Sodann die Formgebung: Fast alle billigen Nistkästen sind viel zu klein! Ihre Böden sind kleiner als ein Bierdeckel – da wird es für ein Meisenpaar mit einem Dutzend Jungvögeln verflixt eng. Die Küken liegen übereinander, die Altvögel müssen zum Füttern auf deren Köpfe springen, das Einflugloch liegt so nah, dass Katzen, Waschbären, Eichhörnchen und Spechte die Jungen bequem herausangeln können. Die Fluglöcher selbst sind manchmal riesig, so dass Räuber noch leichteren Zugang haben, manchmal aber auch so winzig, dass kein Vogel hindurchpasst. Durch spitze Dächer und andere Designspielereien wird der Innenraum oft noch knapper und ist schwer zu reinigen. Letztlich erwerben die Käufer dieser Nistkästen keinen artgemäßen Lebensraum, sondern pure Gartendekoration. Dass trotzdem viele Vögel darin ihre Jungen aufziehen, ist kein Argument: Zum einen liegt es am Mangel geeigneter Nisthöhlen, zum anderen fliegen die noch unreifen Jungen aus Platznot einige Tage zu früh aus und sterben dann zu 80% an Hunger und Kälte oder als leichte Beute der vielen Räuber. Aber das sehen die Besitzer dieser Kästen nicht mehr!
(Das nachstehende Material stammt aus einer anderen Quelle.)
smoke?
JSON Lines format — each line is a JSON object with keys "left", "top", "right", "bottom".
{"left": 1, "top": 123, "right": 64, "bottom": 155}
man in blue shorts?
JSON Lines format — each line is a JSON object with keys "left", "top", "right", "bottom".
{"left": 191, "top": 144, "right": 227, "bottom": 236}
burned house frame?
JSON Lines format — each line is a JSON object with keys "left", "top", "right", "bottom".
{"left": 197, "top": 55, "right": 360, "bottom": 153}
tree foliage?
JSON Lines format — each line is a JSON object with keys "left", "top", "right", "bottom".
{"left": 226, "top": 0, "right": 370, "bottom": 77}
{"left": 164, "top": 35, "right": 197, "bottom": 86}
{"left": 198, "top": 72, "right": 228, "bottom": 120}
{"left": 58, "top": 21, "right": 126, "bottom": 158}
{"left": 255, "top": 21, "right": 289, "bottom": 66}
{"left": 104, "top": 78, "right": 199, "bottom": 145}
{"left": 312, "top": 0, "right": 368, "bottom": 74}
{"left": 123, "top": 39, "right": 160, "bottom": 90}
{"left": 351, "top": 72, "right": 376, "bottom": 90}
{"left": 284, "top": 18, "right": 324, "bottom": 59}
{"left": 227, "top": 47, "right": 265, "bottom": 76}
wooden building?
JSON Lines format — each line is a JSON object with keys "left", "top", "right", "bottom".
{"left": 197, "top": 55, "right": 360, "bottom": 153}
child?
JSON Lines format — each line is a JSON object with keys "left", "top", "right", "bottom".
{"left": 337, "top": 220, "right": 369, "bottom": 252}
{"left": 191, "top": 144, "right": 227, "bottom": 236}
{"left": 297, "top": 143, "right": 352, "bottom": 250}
Gute Nistkästen hingegen sind geräumig, stabil, langlebig und artgerecht konstruiert. Idealerweise bestehen sie aus Holzbeton, einer Mischung aus Sägespänen und Zement. Dieses harte, atmungsaktive Material schützt vor Hitze, Kälte, Nässe, Feinden und überdauert Jahrzehnte. Die Einfluglöcher sind exakt auf bestimmte Höhlenbrüter zugeschnitten; zur besseren Belüftung haben die Kästen oft mehrere Löcher. Die Vorderwand ist vorgewölbt, so dass Räuber mit ihren Krallen die Jungen nicht erreichen. Innenraum und Boden sind so groß, dass die Jungen genug Platz im Nest finden und den Altvögeln im Vorderbereich genug Fläche bleibt, um ihre Brut von der Seite zu versorgen. Die wenigen Hersteller dieser Kästen beliefern traditionell Naturschutzverbände, Forst-, Garten- und Friedhofsämter und bieten nicht nur für viele Vogelarten, sondern auch für Insekten, Fledermäuse und andere Säugetiere optimierte Höhlen an. Auch für Privatleute sind sie im Fachhandel erhältlich: Eine sogenannte Vollhöhle kostet etwa 30 Euro und ist damit im Vergleich zur Ramschware wirklich preiswert. Sie eignet sich für Kohl-, Blau-, Sumpf-, Tannen- und Haubenmeise, Gartenrotschwanz, Kleiber, Trauerschnäpper, Feld- und Haussperling. Einen Halbhöhlenkasten bevorzugen Hausrotschwanz, Bachstelze und Grauschnäpper. Für Mehl- und Rauchschwalben gibt es spezielle Brutnäpfe und selbst für Falken, Eulen, Mauersegler oder Wasseramseln stehen besondere Kästen bereit.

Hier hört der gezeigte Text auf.